S-400’ler konusunda zaman zaman eleştiri aldım ve bunların aktive edilmeyeceğini söyledim. Genel olarak kanaatimde, Saray’ın korunmasına yönelik bir adım olarak değerlendirdim. FED’e gidildi ve FED başkanı, merkez bankalarının iktidarları finanse etmeyeceğin söyledi.Londra’da bir görüşme oldu ve daha sonra Londra’dan bize saldırı olduğu söylendi. Doğrudur, ekonomimiz kırılgan bir şekilde yakalandı. Gıda güvenliği ve gıdaya erişim konusu birinci öncelimiz olacak. Dış politikada da tamamen Amerika’ya yönelik bir rota değişikliği olacak gibi gözüküyor. Çünkü dostum Putin ve Trump nasıl konumlanacak göreceğiz.

"Bu Keneler Yüz Bulmasalar, Astar İstemezler"
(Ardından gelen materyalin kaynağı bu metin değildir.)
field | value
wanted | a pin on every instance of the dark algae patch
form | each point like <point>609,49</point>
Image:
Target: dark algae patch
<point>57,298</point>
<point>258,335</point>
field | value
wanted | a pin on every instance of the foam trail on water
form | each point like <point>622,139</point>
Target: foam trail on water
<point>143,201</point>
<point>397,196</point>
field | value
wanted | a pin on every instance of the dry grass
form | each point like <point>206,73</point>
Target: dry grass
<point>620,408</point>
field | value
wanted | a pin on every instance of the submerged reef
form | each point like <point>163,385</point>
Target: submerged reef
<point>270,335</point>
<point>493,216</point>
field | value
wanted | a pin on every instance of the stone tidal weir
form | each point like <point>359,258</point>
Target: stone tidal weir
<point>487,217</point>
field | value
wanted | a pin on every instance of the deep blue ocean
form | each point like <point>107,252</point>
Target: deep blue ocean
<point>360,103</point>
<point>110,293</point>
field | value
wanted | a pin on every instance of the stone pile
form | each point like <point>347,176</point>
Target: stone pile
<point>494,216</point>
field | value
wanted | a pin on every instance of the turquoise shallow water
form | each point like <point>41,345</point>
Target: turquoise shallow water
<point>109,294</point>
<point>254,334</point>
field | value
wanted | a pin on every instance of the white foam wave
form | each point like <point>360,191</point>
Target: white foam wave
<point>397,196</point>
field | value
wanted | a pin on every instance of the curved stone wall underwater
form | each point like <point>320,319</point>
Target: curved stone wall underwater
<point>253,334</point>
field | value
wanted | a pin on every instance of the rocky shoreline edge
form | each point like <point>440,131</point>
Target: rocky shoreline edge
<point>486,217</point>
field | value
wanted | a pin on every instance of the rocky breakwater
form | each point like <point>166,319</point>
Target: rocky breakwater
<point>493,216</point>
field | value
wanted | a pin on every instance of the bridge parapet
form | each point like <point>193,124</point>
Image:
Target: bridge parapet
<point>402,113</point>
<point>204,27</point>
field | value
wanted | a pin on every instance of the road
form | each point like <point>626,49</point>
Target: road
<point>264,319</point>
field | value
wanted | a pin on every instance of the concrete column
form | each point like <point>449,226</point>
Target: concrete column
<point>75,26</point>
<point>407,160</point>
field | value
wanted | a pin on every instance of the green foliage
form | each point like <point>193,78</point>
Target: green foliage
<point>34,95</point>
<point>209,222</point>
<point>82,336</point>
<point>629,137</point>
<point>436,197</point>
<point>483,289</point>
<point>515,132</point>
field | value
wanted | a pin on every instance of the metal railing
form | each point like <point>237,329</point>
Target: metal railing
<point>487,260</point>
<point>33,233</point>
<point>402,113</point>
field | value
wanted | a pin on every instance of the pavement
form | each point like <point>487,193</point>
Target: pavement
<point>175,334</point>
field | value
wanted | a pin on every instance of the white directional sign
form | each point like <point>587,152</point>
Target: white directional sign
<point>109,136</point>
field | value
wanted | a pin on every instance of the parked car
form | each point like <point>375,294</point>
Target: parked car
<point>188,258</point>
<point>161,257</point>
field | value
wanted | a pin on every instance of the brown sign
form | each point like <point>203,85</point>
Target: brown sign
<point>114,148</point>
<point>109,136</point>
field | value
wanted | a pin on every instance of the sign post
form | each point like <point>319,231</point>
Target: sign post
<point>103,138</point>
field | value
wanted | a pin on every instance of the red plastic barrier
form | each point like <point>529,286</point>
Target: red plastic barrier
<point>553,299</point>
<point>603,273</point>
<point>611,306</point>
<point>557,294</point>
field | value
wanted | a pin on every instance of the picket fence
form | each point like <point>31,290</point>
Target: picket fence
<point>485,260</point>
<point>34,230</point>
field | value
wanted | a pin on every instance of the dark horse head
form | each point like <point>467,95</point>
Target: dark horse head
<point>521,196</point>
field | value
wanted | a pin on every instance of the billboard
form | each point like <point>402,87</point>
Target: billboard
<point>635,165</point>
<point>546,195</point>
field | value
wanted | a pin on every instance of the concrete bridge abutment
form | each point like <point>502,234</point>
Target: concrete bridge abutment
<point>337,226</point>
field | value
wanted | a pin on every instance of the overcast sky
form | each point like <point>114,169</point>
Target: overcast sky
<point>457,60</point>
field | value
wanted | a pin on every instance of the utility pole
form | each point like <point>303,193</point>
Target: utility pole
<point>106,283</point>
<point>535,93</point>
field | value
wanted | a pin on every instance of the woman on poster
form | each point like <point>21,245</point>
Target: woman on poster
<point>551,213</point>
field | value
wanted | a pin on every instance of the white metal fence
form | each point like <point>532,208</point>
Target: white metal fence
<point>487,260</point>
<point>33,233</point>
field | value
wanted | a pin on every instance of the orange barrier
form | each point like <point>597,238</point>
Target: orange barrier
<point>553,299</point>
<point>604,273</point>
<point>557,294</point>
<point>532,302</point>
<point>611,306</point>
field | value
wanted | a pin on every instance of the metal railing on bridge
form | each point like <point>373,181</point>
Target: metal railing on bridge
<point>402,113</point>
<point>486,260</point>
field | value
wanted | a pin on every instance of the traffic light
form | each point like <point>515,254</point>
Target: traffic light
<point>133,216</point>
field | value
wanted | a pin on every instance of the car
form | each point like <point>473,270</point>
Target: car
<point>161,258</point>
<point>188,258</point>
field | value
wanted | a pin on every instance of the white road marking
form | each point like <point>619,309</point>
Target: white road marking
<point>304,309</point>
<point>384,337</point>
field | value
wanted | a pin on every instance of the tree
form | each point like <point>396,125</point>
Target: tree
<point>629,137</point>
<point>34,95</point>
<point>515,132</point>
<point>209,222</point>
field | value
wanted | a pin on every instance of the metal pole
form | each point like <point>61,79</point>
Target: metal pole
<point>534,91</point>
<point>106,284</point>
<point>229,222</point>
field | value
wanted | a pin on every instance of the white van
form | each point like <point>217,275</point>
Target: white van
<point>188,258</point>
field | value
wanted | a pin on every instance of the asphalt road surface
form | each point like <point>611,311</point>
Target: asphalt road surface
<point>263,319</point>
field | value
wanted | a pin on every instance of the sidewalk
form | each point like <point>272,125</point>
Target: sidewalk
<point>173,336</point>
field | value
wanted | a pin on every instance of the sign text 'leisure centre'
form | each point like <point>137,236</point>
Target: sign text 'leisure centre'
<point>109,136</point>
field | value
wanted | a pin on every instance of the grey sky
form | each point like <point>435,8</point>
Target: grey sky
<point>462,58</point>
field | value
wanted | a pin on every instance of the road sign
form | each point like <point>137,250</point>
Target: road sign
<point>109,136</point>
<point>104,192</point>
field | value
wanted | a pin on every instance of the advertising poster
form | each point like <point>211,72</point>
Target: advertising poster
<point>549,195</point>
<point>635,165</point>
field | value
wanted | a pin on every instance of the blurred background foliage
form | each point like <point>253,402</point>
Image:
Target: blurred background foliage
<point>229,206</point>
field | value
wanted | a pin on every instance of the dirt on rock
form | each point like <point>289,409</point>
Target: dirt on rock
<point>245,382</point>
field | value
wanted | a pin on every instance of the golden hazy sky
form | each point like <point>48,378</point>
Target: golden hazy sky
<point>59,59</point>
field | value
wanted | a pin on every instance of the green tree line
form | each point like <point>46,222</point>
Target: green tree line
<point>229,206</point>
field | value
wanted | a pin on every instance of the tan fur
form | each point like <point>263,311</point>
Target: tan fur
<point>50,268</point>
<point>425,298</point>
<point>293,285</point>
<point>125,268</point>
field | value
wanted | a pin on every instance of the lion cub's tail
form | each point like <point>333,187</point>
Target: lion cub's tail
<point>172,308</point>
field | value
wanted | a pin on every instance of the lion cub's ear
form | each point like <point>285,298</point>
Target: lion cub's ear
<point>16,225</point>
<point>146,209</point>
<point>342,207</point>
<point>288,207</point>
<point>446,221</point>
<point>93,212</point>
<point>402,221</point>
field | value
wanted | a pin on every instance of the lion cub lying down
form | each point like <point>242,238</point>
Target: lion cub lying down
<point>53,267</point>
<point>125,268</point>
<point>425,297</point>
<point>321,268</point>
Damat bakanın gerçekten bu konuyu bilmemesi, hiçbir başarı gösterememesi, ekonomi derinleşmeden bir seçim kararı alabilirler. Bu mantıklı ancak benim olacak veya olmayacak diye bir önerim yok. Güzel bir atalar sözü var. At sahibine göre kişner. Eğer bu keneler yüz bulmasalar, astar istemezler. İş Bankası meselesi ile ilgili görüşüm varsa, sermaye kontrolü konusunda sakın ha demem, bunla ilgilidir.